Der Schlepper tuckert die Themse hinauf in Richtung Innenstadt und zieht die lange Reihe vertäuter Barken hinter sich her - ein gigantischer Slalom, bei dem jeder Zentimeter zählt. Die Lehrlinge sprinten von Kahn zu Kahn, straffen und lockern Taue. Wie Akrobaten balancieren sie auf den Barken. Jede Bewegung sitzt.

"Weil die Brücken so eng aufeinanderfolgen, musst du erst auf die eine Seite zu-, und dann gleich wieder gegensteuern, damit dir die Barken auch folgen. Sonst knallen sie direkt gegen einen Pfeiler", erklärt Thomas, einer der beiden Lehrlinge, in einer ruhigen Minute. Thomas ist 23 Jahre alt. Er trägt einen Stachelhaarschnitt, einen Diamantohrring, Boots. Seine Familie arbeitet schon seit Generationen auf der Themse.

Thomas werde noch nach dem alten System ausgebildet, wie der zweite Lehrling John erläutert: "Die Lehre geht fünf oder sechs Jahre. Nach zwei Jahren musst du aufs College in Gravesend. Du lernst Seemannskunst, Kartenarbeit, Navigation.
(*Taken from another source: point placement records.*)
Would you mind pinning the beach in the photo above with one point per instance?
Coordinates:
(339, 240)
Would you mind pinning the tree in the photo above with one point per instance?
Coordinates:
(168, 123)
Dann wirst du geprüft: 'Riverknowledge' – Flusswissen.” Jede Krümmung, jeder Flussabschnitt habe seinen Namen, erzählt Thomas. "Diese Kurve hier heißt zum Beispiel "Cuckhold's Point". Wir müssen alle Namen kennen - genau so wie die Londoner Taxifahrer die Straßennamen."

EU reglementiert Ausbildung

Flutschutzwehr 'Thames Barrier' in einem Vorort Londons (Foto: picture alliance)

Wechselnde Wasserstände: "Thames Barrier" ist das größte bewegliche Flutschutzwehr der Welt

Der 19-jährige John will Schlepperkapitän werden, wie schon sein Vater, sein Großvater und sein Urgroßvater vor ihm. Aber ihn beunruhigt die neue EU-Regelung, die den Ausbildungsweg der Lightermen auf zweieinhalb Jahre verkürzt. Die Themse sei ein Tidefluss, der unter dem Einfluss der Gezeiten Ebbe und Flut wechselnde Wasserstände habe. So komme es auch zu komplexen Strömungen, die man in- und auswendig kennen müsse, das dauere viele Jahre, meint er.

Um seine Zukunft macht sich John aber kaum Sorgen. Der Frachtverkehr werde zunehmend aufs Wasser zurückverlagert, sagt er. Auch Ray, der Kapitän, findet, er habe den besten Job der Welt. Themseschiffer schieben lange Schichten, je nach Wetter, Tide und Jahrezeit. Dafür haben sie jeden zweiten Tag frei. Und außerdem sei die Themse die schönste Straße Londons, meint Ray: "Wenn wir zur Stoßzeit unter den Brücken dahingleiten und oben das ganze Chaos sehen, wird es uns immer ganz warm ums Herz."